Technological blast from the past
With technology’s rapid advance, today’s must-have gadgets quickly turn into yesterday’s has-beens. Here are a few technologies that were either an integral part of our lives or iconic at their time, but have since been relegated to history.
1 – Cassette tapes
You know you’re old when you know what a pencil has to do with a cassette tape. The answer, obviously, is to manually rewind a cassette tape. Cassette tapes were originally used for recording audio for transcription purposes but they were soon used to record mixed tapes and record songs from the radio. But perhaps the most important use for cassette tapes was for saving computer programs as audio signals for your early Commodore and Sinclair computers. Occasionally the mixed tapes and the computer tapes got mixed, with ear-splitting consequences.
2 – PDAs
Palm Pilots, Newtons, iPAQs. Personal Digital Assistants (PDAs) were the height of cool back in the early 2000’s. As cool as they were however, they did very little more than your standard paper diary: they could record notes, to-dos and calendar events. It sounds fairly simplistic now, but they paved the way for the tablet PCs and smartphones we have today. And they had arcane handwriting recognition techniques.
3 – Pagers
Long before cellphones, pagers were the must-have gadget if you had a mobile job. Until they were rendered redundant by cellphones in the early 90s, every journalist and sales rep worth their job had a pager clipped to their belt.
4 – Calculator watches
When I was at school this was the must-have gadget. I never actually owned one (my parents sensibly pointed out that it was a complete waste) but I can still appreciate their appeal. In practice the buttons were far too small to do any actual maths, and most of us had no real need to do sums while out playing, but they were cool. Of course today we have cellphones that do everything the watches did and more.
5 – Dial-up modems
It’s just a few years since ADSL became the default internet connection for most of us, but chances are most of us have already forgotten dial-up modems. The high-pitched screech, the exorbitant connection costs, the painfully slow downloads. Ah, the good old days.
6 – Zip drives
I used my Zip drive about four times. I was lured in by the promise of 100MB of data on a single disk. It was the stuff of science fiction in a world of 1MB “stiffy” disks.
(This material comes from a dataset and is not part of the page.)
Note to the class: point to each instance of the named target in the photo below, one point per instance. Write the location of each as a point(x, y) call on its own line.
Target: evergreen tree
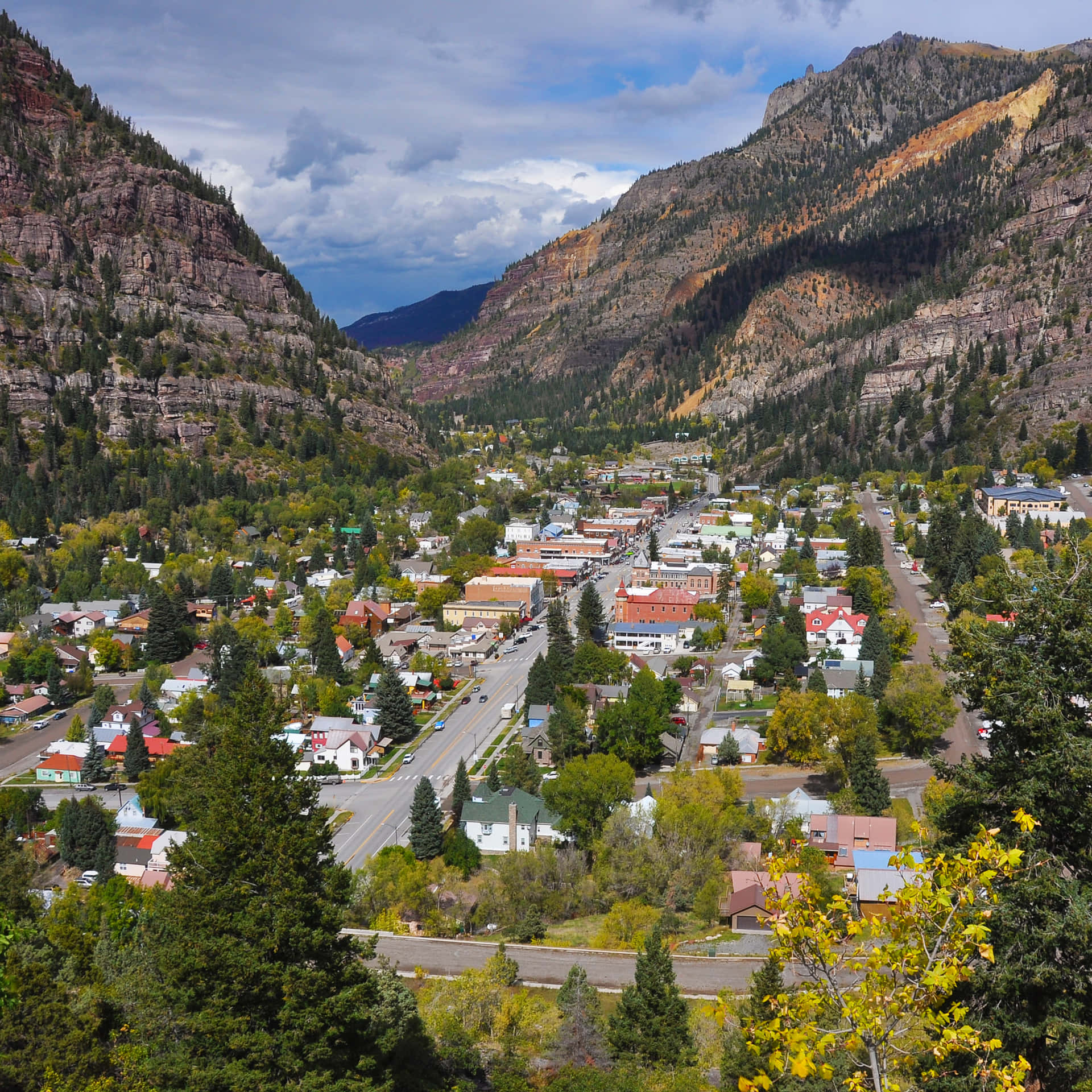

Also, I liked the design of the Zip drives; their chunky feel was perfect for all that data. Soon though, the era of Zip disks was over.
7 – Polaroid cameras
A friend’s father had a Polaroid camera which he took on holiday with us once. It was the height of cool, having that almost-instantaneous photo in your hand. The Polaroid format, with the wide white border, was iconic, and while we may have moved well beyond the Polaroid into digital photography, hipsters around the world still love this iconic brand.
8 – Home movie projectors
Home movie projectors were an event in themselves. They would take ages to setup, then the bulb would burn out, or the film would break and everyone would have to wait while the roll of film was pieced together. Eventually you would be able to watch home movies which were filmed by your grandfather and they were generally uninteresting. Unless of course he played it backwards which made even the most mundane home movie fun.
9 – Betamax
Sony’s Betamax video tapes provided hours of childhood fun. Initially we watched videos rented from the corner shop – and most of them were stretched and scratchy – and later we used blank tapes to record hours of Pop Shop on TV. The tape inside inevitably broke or got tangled up just as you got to the crucial part of the movie you were watching. Good times.
10 – Portable turntables
Along with your collection of vinyl records what you really needed to be cool was a portable record player. The ones that were really cool were the brightly coloured plastic ones in which the lid doubled as a speaker. They certainly didn’t produce great sound but then most of your records were scratched anyway so it didn’t make that much of a difference.